Кто-то поднял бокал, затянул: «Имя твое святое останется в веках». Это о полководце Андранике. Я очень люблю эту песню. Певец заливается на турецкий манер, а руки держит близ лица, будто бьет в бубен. Видимо, он из тех, что поют на похоронах или на свадьбах.

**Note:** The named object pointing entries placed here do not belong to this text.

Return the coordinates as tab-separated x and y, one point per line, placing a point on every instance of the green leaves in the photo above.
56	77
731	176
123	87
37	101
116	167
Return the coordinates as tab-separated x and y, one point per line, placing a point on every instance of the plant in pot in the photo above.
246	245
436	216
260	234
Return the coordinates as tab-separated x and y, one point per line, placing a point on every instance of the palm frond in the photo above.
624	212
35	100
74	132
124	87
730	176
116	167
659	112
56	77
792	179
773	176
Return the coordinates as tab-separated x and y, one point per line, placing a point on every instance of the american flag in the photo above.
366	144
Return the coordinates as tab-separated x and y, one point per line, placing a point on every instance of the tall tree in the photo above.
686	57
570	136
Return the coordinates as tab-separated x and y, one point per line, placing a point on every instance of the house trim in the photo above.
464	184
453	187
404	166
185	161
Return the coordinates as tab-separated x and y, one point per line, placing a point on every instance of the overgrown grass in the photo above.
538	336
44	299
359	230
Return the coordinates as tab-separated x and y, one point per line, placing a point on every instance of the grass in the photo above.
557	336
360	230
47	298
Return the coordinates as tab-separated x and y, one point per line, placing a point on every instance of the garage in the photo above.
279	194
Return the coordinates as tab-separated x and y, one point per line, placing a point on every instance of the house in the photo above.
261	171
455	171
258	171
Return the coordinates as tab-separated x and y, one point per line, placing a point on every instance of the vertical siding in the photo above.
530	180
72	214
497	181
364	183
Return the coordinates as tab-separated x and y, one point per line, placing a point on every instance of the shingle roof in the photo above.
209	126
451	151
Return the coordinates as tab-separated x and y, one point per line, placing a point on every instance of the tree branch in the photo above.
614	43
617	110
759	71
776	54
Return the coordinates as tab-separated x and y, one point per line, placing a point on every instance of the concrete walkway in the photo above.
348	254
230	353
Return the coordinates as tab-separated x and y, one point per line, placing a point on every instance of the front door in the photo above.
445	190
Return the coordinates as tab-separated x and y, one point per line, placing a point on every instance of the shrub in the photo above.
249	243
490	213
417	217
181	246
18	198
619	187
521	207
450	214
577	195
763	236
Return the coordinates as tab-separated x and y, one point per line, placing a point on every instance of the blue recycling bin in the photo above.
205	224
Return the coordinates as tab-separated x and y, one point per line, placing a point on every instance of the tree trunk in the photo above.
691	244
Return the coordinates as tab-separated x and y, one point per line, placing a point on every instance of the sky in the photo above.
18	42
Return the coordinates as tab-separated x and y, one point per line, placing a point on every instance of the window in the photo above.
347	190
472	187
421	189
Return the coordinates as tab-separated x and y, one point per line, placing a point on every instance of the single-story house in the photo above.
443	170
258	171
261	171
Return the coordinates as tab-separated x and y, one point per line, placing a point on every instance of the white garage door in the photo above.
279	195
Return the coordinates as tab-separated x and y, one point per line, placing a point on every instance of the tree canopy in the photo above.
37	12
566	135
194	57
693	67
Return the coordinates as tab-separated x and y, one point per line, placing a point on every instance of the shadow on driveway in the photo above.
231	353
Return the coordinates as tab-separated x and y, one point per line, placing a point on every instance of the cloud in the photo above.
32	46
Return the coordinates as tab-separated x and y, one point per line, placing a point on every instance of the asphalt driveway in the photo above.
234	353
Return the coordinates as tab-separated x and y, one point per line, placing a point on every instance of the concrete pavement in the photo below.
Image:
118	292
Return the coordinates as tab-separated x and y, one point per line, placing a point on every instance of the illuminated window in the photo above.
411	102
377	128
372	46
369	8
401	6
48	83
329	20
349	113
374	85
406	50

Кто-то провозглашает тост:
— Я готов умереть за наш народ! Кто не любит свой народ больше других, тот не человек!
Другие тоже говорят.
Я не слушаю их. Не встаю. Не хочу пить за здоровье нашего народа, который, мол, выше других. Я устал от этого тоста, и для меня, чего греха таить, мой народ не выше других. Он просто мой, как глаза, как мать, как болезнь, как память, радость и горе. Но кто же пьет за свои глаза, за болезнь? Я побывал в Тер-Зоре, в Карсе, смотрел на гору Муса[12]
, сидел опустошенный на берегу Евфрата, и не мне учиться патриотизму. А этот тост не поддерживаю. Тамада видит, что я не пью, не встаю. Тот, что пел «Андраника», теперь заливисто тянет мугам, а оратор упрямо продолжает застольную речь.